Endleaves or endpapers; flying or free

"Free endleaves," "Flying leaves," or "Flyleaves?"

This point of nomenclature is most important in cataloging, imaging, and in conserving books. For example, let's say you want to search a database for a decorated end leaf. Which word should you use? Well, you must use the word used by the catalogers -- but which did they use? Or what if you want to search conservation treatment records? You must use the word used by the conservators in their reports...  and if you don't use the right search term, you won't find what you're looking for. I'l discuss my arbiter of points of nomenclature --  and then I have a question.

Free endleaves: Endleaves which are not adhered to the inside of a board or cover. Free endleaves were known to the late eighteenth-century English binder Roger Payne as ‘flying leaves’ (Wormsley, p.162).
— http://www.ligatus.org.uk/lob/concept/1346

My standard for nomenclature these days is the extensive Ligatus' Language of Bindings Thesaurus Online, which provided the quote at the beginning of the blog post that prefers "free endleaves." (Their citation for it is Petherbridge, Sewing structures... 1991.) Other good general references, though older, are John Carter's ABC's for Book Collectors and Etherington and Roberts -- both of which prefer the term "endpapers" in our example.

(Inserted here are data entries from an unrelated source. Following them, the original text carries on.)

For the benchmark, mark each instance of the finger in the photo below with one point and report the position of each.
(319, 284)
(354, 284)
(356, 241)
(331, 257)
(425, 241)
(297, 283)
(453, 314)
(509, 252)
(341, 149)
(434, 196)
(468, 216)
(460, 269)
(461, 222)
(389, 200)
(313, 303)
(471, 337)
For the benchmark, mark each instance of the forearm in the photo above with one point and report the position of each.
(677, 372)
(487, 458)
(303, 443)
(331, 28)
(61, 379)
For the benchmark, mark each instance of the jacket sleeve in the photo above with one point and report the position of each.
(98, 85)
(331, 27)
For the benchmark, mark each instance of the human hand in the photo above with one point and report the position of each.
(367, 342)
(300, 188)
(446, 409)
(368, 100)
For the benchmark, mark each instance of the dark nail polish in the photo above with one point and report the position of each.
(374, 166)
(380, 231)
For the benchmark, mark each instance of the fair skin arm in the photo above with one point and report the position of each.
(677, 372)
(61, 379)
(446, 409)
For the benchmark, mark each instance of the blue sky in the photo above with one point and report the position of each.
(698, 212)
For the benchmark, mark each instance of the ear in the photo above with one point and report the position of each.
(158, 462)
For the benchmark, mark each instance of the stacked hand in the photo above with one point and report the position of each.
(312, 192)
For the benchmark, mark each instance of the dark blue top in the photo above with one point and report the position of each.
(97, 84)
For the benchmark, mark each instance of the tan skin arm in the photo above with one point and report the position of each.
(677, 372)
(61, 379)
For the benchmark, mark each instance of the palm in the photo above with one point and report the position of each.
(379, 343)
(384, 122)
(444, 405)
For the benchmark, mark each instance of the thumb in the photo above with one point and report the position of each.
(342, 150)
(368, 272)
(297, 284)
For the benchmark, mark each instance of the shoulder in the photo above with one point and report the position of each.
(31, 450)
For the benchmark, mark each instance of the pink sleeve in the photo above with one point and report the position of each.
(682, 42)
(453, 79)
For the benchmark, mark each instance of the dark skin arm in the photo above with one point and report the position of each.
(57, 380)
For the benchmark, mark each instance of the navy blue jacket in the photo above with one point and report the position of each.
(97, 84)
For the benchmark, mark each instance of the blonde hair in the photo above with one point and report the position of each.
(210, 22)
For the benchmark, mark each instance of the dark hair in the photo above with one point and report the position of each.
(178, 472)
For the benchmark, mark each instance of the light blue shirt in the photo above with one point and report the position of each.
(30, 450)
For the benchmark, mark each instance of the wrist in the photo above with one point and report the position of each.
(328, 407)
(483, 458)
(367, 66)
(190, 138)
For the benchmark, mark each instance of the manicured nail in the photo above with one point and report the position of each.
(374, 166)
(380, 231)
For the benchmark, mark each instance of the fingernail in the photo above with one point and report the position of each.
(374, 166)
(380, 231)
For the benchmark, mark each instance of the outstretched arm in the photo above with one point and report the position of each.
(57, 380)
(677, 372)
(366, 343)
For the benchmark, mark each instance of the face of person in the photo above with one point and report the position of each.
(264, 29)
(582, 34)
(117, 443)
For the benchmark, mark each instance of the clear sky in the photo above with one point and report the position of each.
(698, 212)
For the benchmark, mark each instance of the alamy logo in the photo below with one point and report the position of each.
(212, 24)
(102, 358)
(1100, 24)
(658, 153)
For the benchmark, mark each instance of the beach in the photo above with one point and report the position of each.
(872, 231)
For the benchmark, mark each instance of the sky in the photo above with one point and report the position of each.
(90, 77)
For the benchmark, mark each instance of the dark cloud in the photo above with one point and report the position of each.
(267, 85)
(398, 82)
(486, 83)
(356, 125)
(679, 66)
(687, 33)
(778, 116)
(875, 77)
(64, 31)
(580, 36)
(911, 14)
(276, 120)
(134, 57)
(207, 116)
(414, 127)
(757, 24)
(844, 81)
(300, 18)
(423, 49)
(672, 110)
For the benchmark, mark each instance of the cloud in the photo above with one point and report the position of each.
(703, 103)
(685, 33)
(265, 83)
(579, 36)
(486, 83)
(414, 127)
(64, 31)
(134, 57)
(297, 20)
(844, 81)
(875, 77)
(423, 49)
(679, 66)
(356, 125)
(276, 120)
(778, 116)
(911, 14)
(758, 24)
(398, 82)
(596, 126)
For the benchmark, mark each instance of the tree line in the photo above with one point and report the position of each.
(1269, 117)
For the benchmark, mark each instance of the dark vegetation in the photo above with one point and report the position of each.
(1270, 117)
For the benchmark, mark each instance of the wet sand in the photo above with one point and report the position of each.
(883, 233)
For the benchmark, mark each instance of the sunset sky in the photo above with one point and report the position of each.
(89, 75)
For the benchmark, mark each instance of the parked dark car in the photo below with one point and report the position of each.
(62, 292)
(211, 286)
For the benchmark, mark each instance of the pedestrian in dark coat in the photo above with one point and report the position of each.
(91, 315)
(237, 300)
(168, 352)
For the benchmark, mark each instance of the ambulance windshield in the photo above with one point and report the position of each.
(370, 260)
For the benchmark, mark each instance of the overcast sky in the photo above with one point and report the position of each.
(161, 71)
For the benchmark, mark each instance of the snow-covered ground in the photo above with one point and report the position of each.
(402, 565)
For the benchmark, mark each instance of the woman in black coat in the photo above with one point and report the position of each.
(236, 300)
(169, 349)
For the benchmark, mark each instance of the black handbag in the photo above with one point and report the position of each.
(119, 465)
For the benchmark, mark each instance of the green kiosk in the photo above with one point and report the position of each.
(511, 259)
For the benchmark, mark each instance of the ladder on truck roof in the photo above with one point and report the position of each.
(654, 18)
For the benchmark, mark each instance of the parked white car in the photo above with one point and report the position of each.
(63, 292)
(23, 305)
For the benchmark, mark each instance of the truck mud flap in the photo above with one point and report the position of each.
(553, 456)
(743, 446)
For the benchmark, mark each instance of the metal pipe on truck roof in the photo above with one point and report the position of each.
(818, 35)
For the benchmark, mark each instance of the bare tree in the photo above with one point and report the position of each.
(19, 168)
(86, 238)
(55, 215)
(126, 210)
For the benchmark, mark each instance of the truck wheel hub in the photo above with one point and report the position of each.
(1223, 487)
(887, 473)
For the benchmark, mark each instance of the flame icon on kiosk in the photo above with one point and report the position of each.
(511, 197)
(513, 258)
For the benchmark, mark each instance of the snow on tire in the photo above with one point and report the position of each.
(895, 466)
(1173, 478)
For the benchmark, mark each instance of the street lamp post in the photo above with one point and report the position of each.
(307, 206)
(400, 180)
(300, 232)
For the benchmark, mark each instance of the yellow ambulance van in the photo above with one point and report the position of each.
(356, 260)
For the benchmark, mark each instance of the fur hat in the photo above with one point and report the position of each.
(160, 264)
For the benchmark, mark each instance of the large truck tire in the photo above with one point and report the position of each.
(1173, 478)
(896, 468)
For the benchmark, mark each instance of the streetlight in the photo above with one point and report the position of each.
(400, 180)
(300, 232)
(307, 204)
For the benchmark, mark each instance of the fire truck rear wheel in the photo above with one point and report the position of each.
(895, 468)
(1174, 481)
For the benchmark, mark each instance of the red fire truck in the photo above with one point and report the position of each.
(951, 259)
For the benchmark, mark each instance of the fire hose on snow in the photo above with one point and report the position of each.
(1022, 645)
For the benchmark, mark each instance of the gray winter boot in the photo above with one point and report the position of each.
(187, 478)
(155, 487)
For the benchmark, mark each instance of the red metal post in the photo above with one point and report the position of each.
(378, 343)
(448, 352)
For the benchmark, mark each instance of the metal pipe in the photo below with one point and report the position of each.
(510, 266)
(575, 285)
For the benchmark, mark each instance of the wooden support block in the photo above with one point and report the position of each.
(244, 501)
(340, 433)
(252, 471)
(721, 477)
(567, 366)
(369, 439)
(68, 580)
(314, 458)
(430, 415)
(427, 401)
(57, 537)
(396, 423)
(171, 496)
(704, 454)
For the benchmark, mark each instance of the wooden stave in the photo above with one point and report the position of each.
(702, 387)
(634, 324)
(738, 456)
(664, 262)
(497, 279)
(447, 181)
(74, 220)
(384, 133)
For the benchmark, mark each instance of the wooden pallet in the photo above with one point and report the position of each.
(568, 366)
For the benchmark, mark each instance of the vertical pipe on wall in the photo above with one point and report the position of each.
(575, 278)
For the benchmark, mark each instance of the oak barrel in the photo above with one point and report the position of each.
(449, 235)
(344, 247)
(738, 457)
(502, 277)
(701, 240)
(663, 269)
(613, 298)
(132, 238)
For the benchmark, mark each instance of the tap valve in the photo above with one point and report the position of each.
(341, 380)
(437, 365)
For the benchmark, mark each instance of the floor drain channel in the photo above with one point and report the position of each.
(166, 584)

Now for our free endleaves and the endleaf format! Alas, none of these sources admit a preference for the poetic "FLYING" leaves as stated in the earlier quote, but I should say that "free" holds its own.  It is common to say "first free endleaf" or "second free endleaf" to describe the free leaves at the front of a bookblock. However, my question is if there is an equivalent for endleaves at the back of the book - if I said "last free endleaf" or "second last free endleaf," would everyone know what I was talking about?